With the panic spreading throughout Wall Street and the rest of the world's financial markets for secondhand debt and equity, it's no wonder no one is listening to our particular squeaky wheel. That being the case, we invite you to take what you want from this blog, and send it on to the proper quarters. Perhaps if enough people say something,
they might start paying attention. As a sample of something you could do, here's today's missive to the Wall Street Journal.
Dear Sir(s):
While everyone's attention is focused on the nearly $1 trillion bailout bonanza, very few people are asking what may be the most serious question of all: how is the federal government going to divest itself of this portfolio of distressed assets? From the orientation that got us into this mess to begin with, there are three possibilities:
* Sell the properties back to the speculators and gamblers at the current market value (a massive short sale).

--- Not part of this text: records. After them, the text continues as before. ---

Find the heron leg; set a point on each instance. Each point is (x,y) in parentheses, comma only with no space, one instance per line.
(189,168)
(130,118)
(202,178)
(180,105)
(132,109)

* Sell the properties to foreign or domestic investors with cash in hand.
* Sell the properties to the current occupants or new buyers.
All three are essentially the same possibility, and all rely on the current or new occupants raising financing from the speculators, gamblers, or foreign or domestic investors. Since many current occupants and potential buyers lack the means to qualify for loans, we'd be right back where we started, with the taxpayer footing the bill for another, larger bailout.
That is, unless the federal government can do the same with its now near-certain accumulation of residential properties that Lincoln did with the Homestead Act of 1862. They can't be given away "free," of course — but no-cost credit (analogous to the "free" land) can be extended to ordinary people to purchase and own the homes through a proposed private sector financing and ownership vehicle called the Homeowners' Equity Corporation, or "HEC," a description of which can be found on the web site of the Center for Economic and Social Justice.
Instead of starting the cycle all over again and further weakening the U.S. economy for the benefit of speculators, gamblers, and foreign and domestic investors with money to burn, why not enact the "Residential Homestead Act of 2008"? We have nothing to lose except a deteriorating currency, hopelessness, despair, and a crumbling economy.